Grubhub Reports Data Breach Affecting Some Diners, Drivers and Merchants

Online food delivery marketplace Grubhub said Monday (Feb. 3) that it recently identified an incident involving a third-party contractor in which there was unauthorized access to certain user contact information.

“We took immediate action to contain the situation and have worked with leading forensic experts to investigate the matter,” the company said in a Monday press release. “We are confident that the incident has been fully contained.”

During the incident, an unauthorized individual accessed data of campus diners and of diners, merchants and drivers who interacted with Grubhub’s customer care service, according to the release.

The data included names, email addresses, phone numbers, and for a subset of campus diners, payment card type and last four digits of the card number, per the release.

It also included hashed passwords for some legacy systems, the release said, adding that Grubhub “proactively rotated any passwords that we believed might have been at risk.”

After detecting unusual activity and investigating the incident, Grubhub found that the intrusion began with an account belonging to a third-party service provider for the company’s support team, according to the release.

Grubhub terminated the account’s access and removed the service provider from its systems, per the release.

To address the incident, the company partnered with a third-party cybersecurity firm to investigate what happened, rotated all relevant passwords to prevent potential unauthorized access, and deployed additional anomaly detection mechanisms across its internal services, according to the release.

“We have taken decisive steps to further secure our systems and are actively strengthening our security controls to prevent similar incidents in the future,” Grubhub said in the release.

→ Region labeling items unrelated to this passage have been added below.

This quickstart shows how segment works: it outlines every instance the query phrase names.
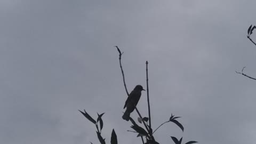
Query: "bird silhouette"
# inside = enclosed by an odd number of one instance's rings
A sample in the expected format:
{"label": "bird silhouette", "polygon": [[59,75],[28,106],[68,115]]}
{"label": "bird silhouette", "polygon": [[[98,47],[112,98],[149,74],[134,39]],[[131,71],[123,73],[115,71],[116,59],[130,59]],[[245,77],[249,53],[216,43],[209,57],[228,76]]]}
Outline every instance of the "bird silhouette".
{"label": "bird silhouette", "polygon": [[138,85],[129,94],[129,97],[127,98],[124,104],[124,109],[126,108],[126,110],[122,116],[123,119],[126,121],[129,121],[130,115],[134,110],[135,107],[140,100],[142,91],[145,91],[145,90],[143,89],[141,85]]}

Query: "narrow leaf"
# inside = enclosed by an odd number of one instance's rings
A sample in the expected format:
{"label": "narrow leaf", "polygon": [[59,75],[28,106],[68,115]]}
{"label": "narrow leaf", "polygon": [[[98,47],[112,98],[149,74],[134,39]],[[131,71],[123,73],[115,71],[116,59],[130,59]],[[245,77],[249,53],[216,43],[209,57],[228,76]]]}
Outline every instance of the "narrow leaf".
{"label": "narrow leaf", "polygon": [[144,129],[143,129],[142,127],[139,126],[132,125],[131,127],[132,127],[132,129],[134,130],[140,134],[141,134],[143,135],[148,135],[148,133],[147,132],[147,131],[146,131],[145,130],[144,130]]}
{"label": "narrow leaf", "polygon": [[196,142],[198,142],[197,141],[190,141],[189,142],[187,142],[187,143],[186,143],[185,144],[192,144],[192,143],[196,143]]}
{"label": "narrow leaf", "polygon": [[141,123],[142,120],[142,119],[141,119],[141,118],[140,118],[139,117],[138,118],[138,121],[139,122],[139,123]]}
{"label": "narrow leaf", "polygon": [[179,141],[178,140],[177,138],[172,136],[171,136],[171,138],[172,138],[172,139],[173,141],[173,142],[175,143],[175,144],[180,144],[179,143]]}
{"label": "narrow leaf", "polygon": [[105,140],[102,138],[101,135],[100,135],[100,133],[97,132],[98,139],[100,141],[101,144],[106,144]]}
{"label": "narrow leaf", "polygon": [[113,129],[112,133],[111,134],[111,144],[117,144],[117,137],[116,137],[116,132]]}
{"label": "narrow leaf", "polygon": [[181,143],[182,141],[182,137],[181,137],[181,138],[180,138],[180,140],[179,141],[179,143]]}
{"label": "narrow leaf", "polygon": [[119,55],[121,55],[121,54],[121,54],[121,51],[119,49],[118,47],[117,47],[117,46],[115,46],[116,47],[116,49],[117,49],[117,51],[118,51],[118,52],[119,52]]}
{"label": "narrow leaf", "polygon": [[101,118],[101,117],[103,116],[104,114],[105,113],[99,115],[99,114],[97,113],[98,114],[97,122],[99,121],[100,122],[100,131],[101,131],[101,130],[102,130],[102,128],[103,128],[103,121],[102,121],[102,119]]}
{"label": "narrow leaf", "polygon": [[180,116],[177,116],[177,117],[173,117],[172,119],[174,119],[178,118],[181,118],[181,117],[180,117]]}
{"label": "narrow leaf", "polygon": [[253,30],[253,29],[254,29],[254,28],[256,28],[256,26],[254,26],[253,27],[252,27],[252,29],[251,29],[251,32],[250,33],[250,35],[251,35],[251,34],[252,34],[252,31]]}
{"label": "narrow leaf", "polygon": [[172,119],[172,118],[173,118],[174,116],[172,114],[172,115],[171,115],[171,117],[170,117],[170,121],[171,121],[171,119]]}
{"label": "narrow leaf", "polygon": [[[249,35],[249,33],[251,31],[251,29],[252,28],[252,25],[251,25],[249,28],[248,28],[248,30],[247,30],[247,33],[248,34],[248,35]],[[117,48],[118,49],[118,48]]]}
{"label": "narrow leaf", "polygon": [[174,123],[175,123],[175,124],[177,124],[179,127],[180,127],[180,129],[181,129],[181,130],[182,130],[182,132],[184,132],[184,127],[183,127],[182,125],[179,122],[178,122],[177,120],[175,119],[171,119],[171,121],[170,121]]}
{"label": "narrow leaf", "polygon": [[90,121],[92,122],[92,123],[94,123],[94,124],[96,124],[96,121],[95,121],[94,119],[93,119],[93,118],[92,118],[90,115],[89,114],[88,114],[86,111],[85,111],[85,110],[84,110],[84,113],[81,111],[80,110],[78,110],[87,119],[88,119],[88,120],[89,120]]}

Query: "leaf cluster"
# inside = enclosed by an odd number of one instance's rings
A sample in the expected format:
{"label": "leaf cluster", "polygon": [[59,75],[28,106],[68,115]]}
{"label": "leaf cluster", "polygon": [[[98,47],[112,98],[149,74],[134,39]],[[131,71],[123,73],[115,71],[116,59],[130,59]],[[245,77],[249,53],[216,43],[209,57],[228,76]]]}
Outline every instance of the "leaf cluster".
{"label": "leaf cluster", "polygon": [[[106,144],[106,142],[105,142],[106,138],[103,139],[101,135],[101,130],[102,130],[102,128],[103,128],[103,121],[101,117],[102,117],[103,115],[104,115],[105,113],[102,113],[99,115],[97,113],[98,118],[97,118],[97,121],[96,121],[88,113],[86,113],[85,110],[84,110],[84,112],[83,112],[80,110],[78,110],[88,120],[89,120],[90,122],[91,122],[92,123],[95,124],[96,126],[96,129],[97,129],[96,133],[97,134],[97,137],[98,137],[98,139],[99,139],[99,141],[100,141],[101,144]],[[99,126],[98,126],[99,123],[100,124],[100,129],[99,129]],[[116,136],[116,132],[115,132],[114,129],[112,130],[112,133],[111,134],[110,143],[117,144],[117,137]],[[91,144],[93,144],[93,143],[91,142]]]}

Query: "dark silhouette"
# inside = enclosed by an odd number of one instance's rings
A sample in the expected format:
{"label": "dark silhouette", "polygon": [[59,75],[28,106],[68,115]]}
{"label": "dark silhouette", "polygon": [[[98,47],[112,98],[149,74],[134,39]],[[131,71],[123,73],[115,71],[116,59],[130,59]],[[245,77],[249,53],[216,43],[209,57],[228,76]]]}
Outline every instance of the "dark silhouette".
{"label": "dark silhouette", "polygon": [[141,85],[138,85],[129,94],[129,97],[127,98],[124,104],[124,109],[126,108],[126,110],[123,115],[123,119],[126,121],[129,121],[130,115],[133,111],[135,107],[137,105],[141,95],[142,91],[145,91],[145,90],[143,89],[143,87]]}

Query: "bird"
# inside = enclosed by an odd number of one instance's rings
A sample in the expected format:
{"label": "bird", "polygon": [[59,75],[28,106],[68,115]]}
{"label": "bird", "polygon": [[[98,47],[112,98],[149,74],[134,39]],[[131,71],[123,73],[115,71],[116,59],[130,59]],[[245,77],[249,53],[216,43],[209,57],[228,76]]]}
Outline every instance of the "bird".
{"label": "bird", "polygon": [[137,105],[141,95],[142,91],[145,91],[145,90],[143,89],[143,87],[141,85],[138,85],[129,94],[126,101],[125,101],[124,107],[124,109],[126,108],[126,110],[122,117],[124,120],[126,121],[129,121],[130,115],[134,110],[135,106]]}

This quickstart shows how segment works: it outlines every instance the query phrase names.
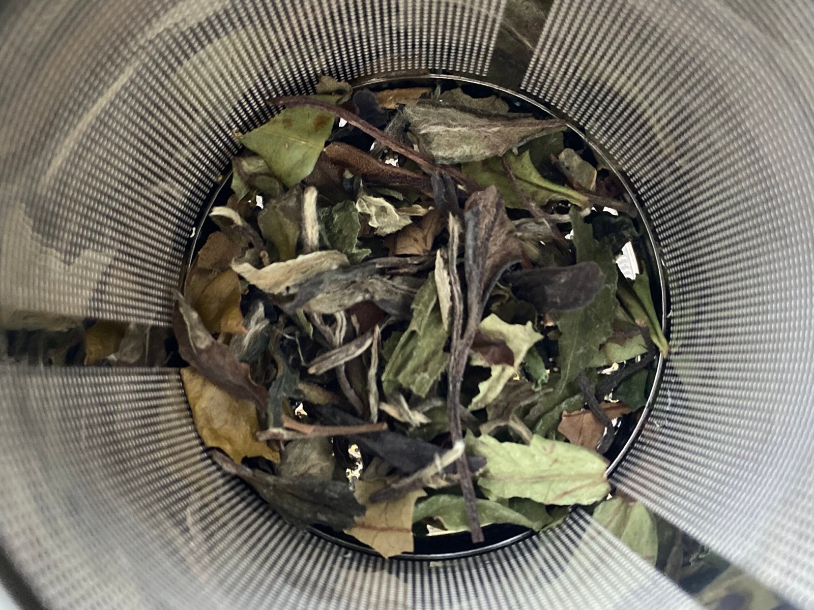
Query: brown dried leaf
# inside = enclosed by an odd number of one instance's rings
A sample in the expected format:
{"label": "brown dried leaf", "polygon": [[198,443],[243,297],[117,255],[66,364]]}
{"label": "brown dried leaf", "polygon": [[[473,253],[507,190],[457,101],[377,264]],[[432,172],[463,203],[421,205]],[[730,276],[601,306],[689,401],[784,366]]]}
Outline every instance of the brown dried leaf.
{"label": "brown dried leaf", "polygon": [[243,315],[240,312],[240,280],[226,269],[217,276],[195,300],[193,307],[210,333],[244,334]]}
{"label": "brown dried leaf", "polygon": [[432,250],[432,242],[444,229],[444,220],[435,208],[430,210],[418,222],[408,224],[397,233],[393,247],[390,251],[391,256],[400,255],[427,254]]}
{"label": "brown dried leaf", "polygon": [[127,332],[124,322],[97,322],[85,333],[85,365],[95,364],[119,349]]}
{"label": "brown dried leaf", "polygon": [[[608,417],[615,420],[630,409],[622,403],[602,403],[602,409]],[[595,451],[605,434],[603,426],[590,411],[575,411],[563,413],[558,429],[572,444]]]}
{"label": "brown dried leaf", "polygon": [[470,349],[479,354],[489,366],[497,364],[514,366],[514,352],[506,345],[505,342],[498,338],[489,337],[481,330],[479,330],[475,335],[475,341],[472,342],[472,346]]}
{"label": "brown dried leaf", "polygon": [[465,209],[464,270],[469,316],[479,320],[483,299],[497,274],[523,255],[497,189],[490,186],[474,194],[466,200]]}
{"label": "brown dried leaf", "polygon": [[173,329],[178,353],[204,377],[239,400],[251,400],[265,412],[269,393],[255,383],[249,367],[238,361],[232,351],[212,338],[200,316],[180,294],[173,308]]}
{"label": "brown dried leaf", "polygon": [[383,108],[392,110],[399,104],[414,104],[422,96],[432,89],[427,87],[410,87],[409,89],[386,89],[376,92],[376,101]]}
{"label": "brown dried leaf", "polygon": [[423,490],[416,490],[390,502],[368,503],[370,497],[389,482],[387,479],[357,481],[354,495],[366,510],[356,525],[345,529],[345,534],[372,547],[384,558],[413,551],[413,510],[416,500],[427,495]]}
{"label": "brown dried leaf", "polygon": [[279,460],[278,451],[255,438],[260,425],[251,401],[233,398],[191,367],[181,369],[181,380],[204,445],[221,449],[238,463],[253,456]]}
{"label": "brown dried leaf", "polygon": [[213,271],[225,271],[229,268],[232,259],[240,255],[240,251],[239,244],[230,239],[221,231],[215,231],[198,252],[193,267]]}

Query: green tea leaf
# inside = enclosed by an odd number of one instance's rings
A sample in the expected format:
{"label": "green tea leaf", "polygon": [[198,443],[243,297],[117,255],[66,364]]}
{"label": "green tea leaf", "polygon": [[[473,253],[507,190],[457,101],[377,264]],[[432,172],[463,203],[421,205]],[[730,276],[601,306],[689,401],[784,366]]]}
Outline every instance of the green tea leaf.
{"label": "green tea leaf", "polygon": [[291,260],[297,255],[297,240],[302,225],[302,189],[291,189],[265,202],[257,215],[263,238],[277,249],[277,259]]}
{"label": "green tea leaf", "polygon": [[[527,527],[529,529],[539,530],[550,521],[545,507],[542,508],[542,517],[540,521],[532,521],[526,516],[513,511],[492,500],[479,499],[478,516],[481,525],[489,525],[493,523],[511,523],[515,525]],[[540,506],[538,504],[537,506]],[[543,516],[545,513],[545,516]],[[466,518],[466,508],[462,496],[439,494],[422,500],[416,505],[413,512],[413,522],[432,519],[440,521],[448,532],[464,532],[469,529],[469,520]]]}
{"label": "green tea leaf", "polygon": [[356,203],[357,210],[368,215],[367,224],[376,229],[379,236],[389,235],[413,222],[411,216],[422,216],[429,211],[421,206],[396,208],[382,197],[362,194]]}
{"label": "green tea leaf", "polygon": [[528,348],[543,338],[531,322],[526,325],[506,324],[495,314],[491,314],[480,323],[479,332],[489,338],[505,342],[514,355],[514,361],[510,364],[490,364],[478,351],[470,352],[470,364],[492,368],[489,378],[478,386],[478,394],[469,406],[472,411],[484,408],[497,397],[506,381],[517,374],[518,367],[526,357]]}
{"label": "green tea leaf", "polygon": [[593,190],[597,186],[597,170],[571,148],[567,148],[558,155],[559,162],[565,167],[569,175],[584,189]]}
{"label": "green tea leaf", "polygon": [[[505,159],[517,180],[518,186],[538,206],[544,205],[552,199],[569,201],[580,207],[588,205],[586,195],[540,176],[532,163],[528,150],[520,155],[509,154]],[[461,169],[484,188],[490,185],[497,187],[503,196],[506,207],[526,208],[526,205],[506,176],[499,157],[464,163]]]}
{"label": "green tea leaf", "polygon": [[419,148],[439,163],[462,163],[501,156],[545,133],[562,131],[559,120],[528,115],[484,115],[425,102],[401,110]]}
{"label": "green tea leaf", "polygon": [[[330,99],[335,100],[336,96]],[[300,107],[286,108],[239,139],[261,156],[274,175],[290,188],[311,173],[333,129],[333,114]]]}
{"label": "green tea leaf", "polygon": [[650,391],[650,371],[637,371],[613,390],[613,398],[628,405],[631,411],[641,409],[647,404],[647,394]]}
{"label": "green tea leaf", "polygon": [[262,157],[239,155],[232,159],[232,190],[239,199],[255,192],[265,197],[277,197],[280,194],[280,183]]}
{"label": "green tea leaf", "polygon": [[633,280],[632,284],[623,277],[619,282],[619,300],[623,307],[640,326],[647,325],[650,332],[650,338],[655,343],[662,355],[667,357],[670,346],[662,332],[659,315],[653,305],[653,297],[650,293],[650,279],[646,269],[641,272]]}
{"label": "green tea leaf", "polygon": [[328,248],[344,254],[351,264],[361,262],[370,254],[367,248],[357,247],[361,224],[356,203],[345,201],[332,207],[318,208],[317,213],[319,216],[320,233]]}
{"label": "green tea leaf", "polygon": [[528,498],[544,504],[590,504],[610,490],[607,462],[594,451],[535,434],[529,445],[467,437],[467,447],[486,458],[478,486],[489,499]]}
{"label": "green tea leaf", "polygon": [[411,308],[413,319],[382,374],[385,394],[402,387],[426,396],[446,369],[449,355],[444,346],[449,332],[441,319],[434,273],[418,289]]}
{"label": "green tea leaf", "polygon": [[606,243],[593,239],[589,224],[583,222],[575,210],[571,211],[574,227],[574,244],[578,263],[593,260],[605,274],[605,285],[590,303],[580,309],[553,311],[560,329],[559,387],[567,384],[594,359],[602,345],[613,332],[616,316],[616,264]]}
{"label": "green tea leaf", "polygon": [[534,380],[534,389],[540,390],[549,381],[549,371],[545,368],[540,352],[533,346],[526,352],[526,359],[523,361],[523,368],[526,374]]}
{"label": "green tea leaf", "polygon": [[656,521],[644,504],[613,498],[596,508],[593,518],[645,561],[655,565],[659,554]]}

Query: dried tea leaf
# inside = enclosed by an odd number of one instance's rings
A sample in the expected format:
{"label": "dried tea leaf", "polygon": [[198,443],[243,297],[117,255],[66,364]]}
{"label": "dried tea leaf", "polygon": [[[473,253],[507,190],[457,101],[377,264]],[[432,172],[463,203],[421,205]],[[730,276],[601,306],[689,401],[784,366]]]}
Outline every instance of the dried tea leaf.
{"label": "dried tea leaf", "polygon": [[444,91],[439,99],[464,110],[475,110],[492,115],[505,115],[509,111],[509,104],[497,95],[473,98],[465,94],[460,87]]}
{"label": "dried tea leaf", "polygon": [[605,275],[605,285],[590,303],[580,309],[554,310],[551,314],[561,335],[559,338],[560,388],[584,371],[596,356],[599,346],[613,332],[616,316],[616,264],[610,247],[593,239],[589,224],[571,209],[574,244],[578,263],[593,261]]}
{"label": "dried tea leaf", "polygon": [[579,309],[590,303],[605,285],[605,273],[589,260],[568,267],[521,269],[507,274],[505,281],[511,284],[519,298],[545,313],[552,309]]}
{"label": "dried tea leaf", "polygon": [[536,434],[529,445],[467,436],[467,447],[486,458],[478,486],[489,499],[528,498],[543,504],[590,504],[610,490],[607,462],[595,451]]}
{"label": "dried tea leaf", "polygon": [[647,326],[650,339],[655,343],[659,351],[665,358],[670,350],[664,333],[662,332],[659,315],[653,305],[653,297],[650,293],[650,279],[647,270],[642,269],[631,283],[628,278],[620,275],[619,291],[616,295],[623,307],[640,326]]}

Some of the most sophisticated and damaging cyberattacks in history happened in 2024, underscoring the vulnerability of the digital operating landscape, PYMNTS reported in December.

The year’s events included ransomware attacks that crippled critical infrastructure and data breaches that compromised millions of user records.

In October, Bank of America said in an investor note, “If cybercrime damage were a state, it would be the world’s third-largest economy.”

The financial institution’s note added that the average cost of a data breach had risen 10% in 2024.